While fans have been respectful in person, the anger towards Bertuzzi and the Flames is certainly in print. One comment in a Calgary Herald letter to the Editor at the time of the signing, "I can't believe a GM with Darryl Sutter's integrity would stoop so low as to acquire one of the biggest thugs in hockey." Harsh words indeed, but the biggest thug? A recent Hockey News article may shed new light on the Bertuzzi/Moore incident, while discussing another.

In the September 2, 2008 The Hockey News, Ken Campbell writes of former NHL player Ryan VandenBussche. Originally charged July 3, 2006 with 3 counts of assaulting a Police Officer and 1 count of uttering a death threat, for his involvement in a brawl outside a bar, he was found not guilty on July 9, 2008. The defense - VandenBussche's concussion history lead him to act without thinking - "over learned behaviour". After suffering at least 8 concussions and fighting 98 times in 310 NHL games, Justice Martha Zivolak agreed.

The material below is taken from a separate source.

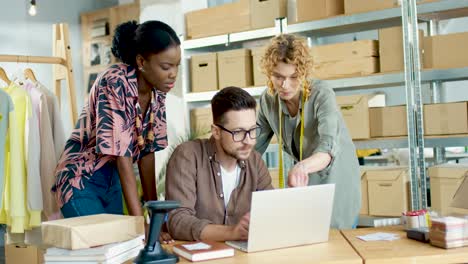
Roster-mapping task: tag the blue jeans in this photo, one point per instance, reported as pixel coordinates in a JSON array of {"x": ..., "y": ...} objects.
[{"x": 102, "y": 194}]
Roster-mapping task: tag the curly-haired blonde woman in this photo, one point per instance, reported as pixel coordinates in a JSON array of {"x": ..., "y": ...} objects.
[{"x": 304, "y": 116}]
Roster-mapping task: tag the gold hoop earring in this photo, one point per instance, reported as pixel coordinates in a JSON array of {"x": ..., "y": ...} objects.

From the Canadian Press July 11, 2008, Justice Martha Zivolak ruled that "the action of Mr. VandenBussche engaged in was not voluntary as it related to the Officers, that it was not the product of an operating mind."

As Mr. Campbell states in his THN article, "The verdict in the VandenBussche case should be a wake up call to the NHL." While he doesn't address the Bertuzzi/Moore situation in his article, it crossed my mind, as did Marty Mcsorely and Chris Simon - 2 other players who "snapped" and were involved in brutal incidents on the ice.

I'll assume everyone has seen the Bertuzzi sucker punch on Steve Moore, so I don't need to describe it detail. The Vancouver Canucks and Moore's Colorado Avalanche play in the same division and their battles were becoming legendary in the early 2000's. Those of us living in Vancouver eagerly anticipated each game; the fact that Burnaby's Joe Sakic played for Colorado always added fuel to the fire. In October 2001, Bertuzzi was suspended for 10 games, having left the bench during a fight to defend teammate Ed Jovanovski - who was getting pummeled by Avalanche tough guy Scott Parker. This was a rallying point for the Canucks, who now looked to Bertuzzi for leadership, and he delivered - having his biggest seasons. When a blatant elbow by Steve Moore caught Vancouver Captain Markus Naslund in the head early in 2004, best friend Bertuzzi, as well as other Canucks promised retribution; leading us to the March 8th sucker punch.

Make no mistake, I don't condone Bertuzzi's actions. He was charged with assault and served 1 year's probation in a plea agreement. He and the Canucks are facing a lawsuit from the Moore family, as they should. However, $19 million seems a little excessive. Bertuzzi's offer of $300,00 is equally wrong. Moore was a fourth line player at best, but Bertuzzi's punch ended his career - $6-7 million would seem fair to both sides.

In a sport like hockey that is so reactionary, and the impact of each hit compares to a mini car crash; can players become too accustomed to dropping the gloves? Too accustomed to driving players into the boards? When it's time to let up, perhaps the muscles take over for the brain and players stop thinking - finishing a check even though the opponent is too close to the boards, or leaving their feet to finish a hit. Bertuzzi followed Moore up the ice, trying to lure him into a fight, but at some point could his mind have shut off? I don't offer this as an excuse, simply as another contributing factor. How many of the NHL'S uglier incidents have been the result of a player exhibiting over learned behavior?

The NHL and Commissioner Gary Bettman have several problems facing them in the foreseeable future, but I believe this issue needs their immediate attention. One of these days, someone is going to be driven into the boards head first and be killed, and the player who did it, may not even realize how it happened - he just reacted without thinking. Perhaps there will be another stick swinging incident or another sucker punch with worse consequences. The NHL needs to study "over learned behavior".

As for Bertuzzi in a Calgary uniform? If a fine hockey citizen like Jarome Iginla would give Bertuzzi a second chance, Flames fans should do the same, letting his play speak for itself. Will you still be writing hate letters to the Calgary papers if he scores 40 goals as Iginla's winger and takes the Flames into the playoffs? We'll see... Have a great sports day everyone.